SOTOMAYOR: I have never been an adviser to a president. That’s not a function I have served, so I don’t want to comment on what was done or not done by those advisers in that case. And it’s likely that some question — and I know some are pending before the court in one existing case, so I can’t comment.
All I can comment — on whether that’s surprising or not, I can only tell you that I would be surprised if a court didn’t consider the Youngstown framework in a decision involving this question, because it is — that case’s framework is how these issues are generally approached.
FEINGOLD: Good. I appreciate that answer.[my emphasis]
Ultimately, though I was very heartened by Sotomayor’s response to Feingold’s question about Korematsu and not judging from fear.
FEINGOLD: I realize I’m jumping back and forth through these issues. But the last one I want to bring up has to do with the wartime Supreme Court decisions like Korematsu that we look back at with some bewilderment, of course. The Korematsu v. the United States decision in which the Supreme Court upheld a government policy to round up and detain more than a hundred thousand Japanese-Americans during World War II.
It seems inconceivable that the U.S. government would have decided to put huge numbers of citizens in detention centers based on their race and yet the Supreme Court allowed that to happen. I asked Chief Justice Roberts about this, I’ll ask you as well.
Do you believe that Korematsu was wrongly decided?
SOTOMAYOR: It was, sir.
FEINGOLD: Does a judge have a duty to resist the kind of wartime fears that people understandably felt during World War II which likely played a role in the 1944 Korematsu decision?
SOTOMAYOR: A judge should never rule from fear. A judge should rule from law and the Constitution. It is inconceivable to me today that a decision permitting the detention and arrest of an individual solely on the basis of their race would be considered appropriate by our government.
FEINGOLD: Now, some of the great justices in the history of our country were involved in that decision. How does a judge resist those kind of fears?

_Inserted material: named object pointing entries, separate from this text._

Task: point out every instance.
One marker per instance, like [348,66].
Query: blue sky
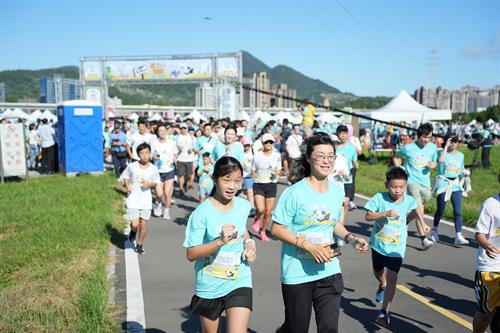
[365,47]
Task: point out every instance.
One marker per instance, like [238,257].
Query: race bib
[226,265]
[389,234]
[315,238]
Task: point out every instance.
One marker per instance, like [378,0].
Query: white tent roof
[404,108]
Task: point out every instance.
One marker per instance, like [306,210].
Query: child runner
[306,220]
[266,169]
[205,172]
[390,210]
[140,177]
[217,240]
[165,155]
[487,281]
[451,166]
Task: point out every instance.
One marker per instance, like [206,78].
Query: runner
[140,177]
[306,219]
[217,240]
[247,173]
[451,167]
[165,157]
[205,172]
[389,211]
[420,157]
[487,281]
[184,166]
[230,146]
[266,169]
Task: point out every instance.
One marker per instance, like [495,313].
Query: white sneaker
[158,210]
[460,240]
[434,235]
[426,244]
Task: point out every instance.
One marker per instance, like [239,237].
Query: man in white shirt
[47,136]
[184,165]
[137,138]
[487,280]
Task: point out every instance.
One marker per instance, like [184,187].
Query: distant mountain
[25,84]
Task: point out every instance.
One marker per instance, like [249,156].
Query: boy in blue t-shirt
[390,211]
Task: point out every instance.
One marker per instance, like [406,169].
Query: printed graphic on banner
[137,70]
[13,150]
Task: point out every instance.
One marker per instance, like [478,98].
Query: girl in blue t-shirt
[307,220]
[218,243]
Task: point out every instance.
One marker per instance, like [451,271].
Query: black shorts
[213,308]
[379,261]
[267,190]
[164,176]
[349,191]
[184,169]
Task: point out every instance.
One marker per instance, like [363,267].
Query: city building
[464,100]
[2,92]
[56,89]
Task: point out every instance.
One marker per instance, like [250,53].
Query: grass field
[54,240]
[370,180]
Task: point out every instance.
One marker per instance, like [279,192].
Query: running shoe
[140,249]
[426,244]
[263,236]
[379,295]
[383,319]
[131,236]
[460,240]
[256,224]
[434,235]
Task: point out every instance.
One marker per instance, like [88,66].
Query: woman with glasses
[266,170]
[448,186]
[306,219]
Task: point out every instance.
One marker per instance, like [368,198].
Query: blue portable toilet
[79,134]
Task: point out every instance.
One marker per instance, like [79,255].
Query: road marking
[439,309]
[136,320]
[428,217]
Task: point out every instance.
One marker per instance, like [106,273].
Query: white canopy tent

SOTOMAYOR: One hopes, by having the — the wisdom of a Harlan in Plessy, by having the wisdom to understand always, no matter what the situation, that our Constitution has held us in good stead for over 200 years and that our survival depends on upholding it.
Now, Charlie Savage analyzed what I assume to be the same 2003 speech Feingold mentioned and concluded (with some reservations) that Sotomayor’s statements–arguing for a particularized suspicion of illegality–auger well for her approach to civil liberties. I still have a somewhat queasy stomach about her immediate invocation of unreasonable search in this context. Others–including Kagro X, who actually has one of those fancy JD things and good judgment to boot, aren’t so worried. Hopefully, I’m just being paranoid.